UAB Heersink School of Medicine, 1670 University Blvd, Birmingham, AL, 35233, United States, 1 2566539498.
University of South Alabama Whiddon College of Medicine, Mobile, AL, United States.
JMIR Med Educ. 2024 Nov 6;10:e63430. doi: 10.2196/63430.
Recent studies, including those by the National Board of Medical Examiners, have highlighted the remarkable capabilities of recent large language models (LLMs) such as ChatGPT in passing the United States Medical Licensing Examination (USMLE). However, there is a gap in detailed analysis of LLM performance in specific medical content areas, thus limiting an assessment of their potential utility in medical education.
This study aimed to assess and compare the accuracy of successive ChatGPT versions (GPT-3.5, GPT-4, and GPT-4 Omni) in USMLE disciplines, clinical clerkships, and the clinical skills of diagnostics and management.
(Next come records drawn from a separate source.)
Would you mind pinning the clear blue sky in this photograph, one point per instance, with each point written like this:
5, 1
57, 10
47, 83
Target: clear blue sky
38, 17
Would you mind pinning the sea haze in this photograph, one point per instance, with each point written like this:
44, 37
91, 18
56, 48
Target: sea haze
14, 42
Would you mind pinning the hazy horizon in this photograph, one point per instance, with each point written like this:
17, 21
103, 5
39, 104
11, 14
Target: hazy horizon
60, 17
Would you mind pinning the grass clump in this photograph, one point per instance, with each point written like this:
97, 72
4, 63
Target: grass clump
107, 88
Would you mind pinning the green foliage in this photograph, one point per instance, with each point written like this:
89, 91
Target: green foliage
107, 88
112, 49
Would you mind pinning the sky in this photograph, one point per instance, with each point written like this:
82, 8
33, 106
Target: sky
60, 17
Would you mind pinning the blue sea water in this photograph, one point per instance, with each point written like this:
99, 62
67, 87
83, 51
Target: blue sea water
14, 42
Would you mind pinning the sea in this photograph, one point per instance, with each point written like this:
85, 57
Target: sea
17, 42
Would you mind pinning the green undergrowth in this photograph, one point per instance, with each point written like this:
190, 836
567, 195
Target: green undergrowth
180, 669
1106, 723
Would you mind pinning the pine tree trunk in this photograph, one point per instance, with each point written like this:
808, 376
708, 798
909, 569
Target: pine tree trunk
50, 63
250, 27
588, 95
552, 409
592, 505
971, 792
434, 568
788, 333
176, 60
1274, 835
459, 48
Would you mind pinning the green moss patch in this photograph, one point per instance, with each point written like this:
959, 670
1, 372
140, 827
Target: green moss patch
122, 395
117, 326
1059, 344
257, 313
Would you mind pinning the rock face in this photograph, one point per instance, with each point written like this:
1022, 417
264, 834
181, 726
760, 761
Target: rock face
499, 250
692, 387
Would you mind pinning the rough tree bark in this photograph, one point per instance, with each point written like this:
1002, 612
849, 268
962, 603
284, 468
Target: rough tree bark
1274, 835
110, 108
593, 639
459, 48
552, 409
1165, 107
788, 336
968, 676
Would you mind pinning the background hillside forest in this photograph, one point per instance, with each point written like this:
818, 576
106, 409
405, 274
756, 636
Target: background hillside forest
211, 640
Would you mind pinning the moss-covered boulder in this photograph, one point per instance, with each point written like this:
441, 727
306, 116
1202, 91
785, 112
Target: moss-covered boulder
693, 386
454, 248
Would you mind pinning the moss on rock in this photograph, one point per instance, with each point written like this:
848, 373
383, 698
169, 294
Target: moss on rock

This study used 750 clinical vignette-based multiple-choice questions to characterize the performance of successive ChatGPT versions (ChatGPT 3.5 [GPT-3.5], ChatGPT 4 [GPT-4], and ChatGPT 4 Omni [GPT-4o]) across USMLE disciplines, clinical clerkships, and in clinical skills (diagnostics and management). Accuracy was assessed using a standardized protocol, with statistical analyses conducted to compare the models' performances.
GPT-4o achieved the highest accuracy across 750 multiple-choice questions at 90.4%, outperforming GPT-4 and GPT-3.5, which scored 81.1% and 60.0%, respectively. GPT-4o's highest performances were in social sciences (95.5%), behavioral and neuroscience (94.2%), and pharmacology (93.2%). In clinical skills, GPT-4o's diagnostic accuracy was 92.7% and management accuracy was 88.8%, significantly higher than its predecessors. Notably, both GPT-4o and GPT-4 significantly outperformed the medical student average accuracy of 59.3% (95% CI 58.3-60.3).
GPT-4o's performance in USMLE disciplines, clinical clerkships, and clinical skills indicates substantial improvements over its predecessors, suggesting significant potential for the use of this technology as an educational aid for medical students. These findings underscore the need for careful consideration when integrating LLMs into medical education, emphasizing the importance of structured curricula to guide their appropriate use and the need for ongoing critical analyses to ensure their reliability and effectiveness.
最近的研究,包括国家医学考试委员会的研究,都强调了最近的大型语言模型(如 ChatGPT)在通过美国医师执照考试(USMLE)方面的出色能力。然而,对于特定医学内容领域中语言模型表现的详细分析仍存在空白,从而限制了对其在医学教育中潜在效用的评估。
本研究旨在评估和比较连续的 ChatGPT 版本(GPT-3.5、GPT-4 和 GPT-4 Omni)在 USMLE 学科、临床实习以及诊断和管理临床技能方面的准确性。
本研究使用了 750 个基于临床病例的多项选择题来描述连续的 ChatGPT 版本(ChatGPT 3.5[GPT-3.5]、ChatGPT 4[GPT-4]和 ChatGPT 4 Omni[GPT-4o])在 USMLE 学科、临床实习以及诊断和管理临床技能方面的表现。使用标准化协议评估准确性,并进行统计分析以比较模型的性能。
GPT-4o 在 750 个多项选择题中取得了最高的准确性,达到 90.4%,优于 GPT-4 和 GPT-3.5,它们的准确率分别为 81.1%和 60.0%。GPT-4o 的最高表现是在社会科学(95.5%)、行为和神经科学(94.2%)和药理学(93.2%)。在临床技能方面,GPT-4o 的诊断准确率为 92.7%,管理准确率为 88.8%,明显高于其前身。值得注意的是,GPT-4o 和 GPT-4 的表现都显著优于医学生的平均准确率 59.3%(95%置信区间 58.3-60.3)。
GPT-4o 在 USMLE 学科、临床实习和临床技能方面的表现表明其相对于前身有了显著的改进,这表明该技术作为医学生教育辅助工具具有很大的应用潜力。这些发现强调了在将大型语言模型整合到医学教育中时需要谨慎考虑,强调了需要结构化课程来指导其正确使用,并需要持续进行批判性分析以确保其可靠性和有效性。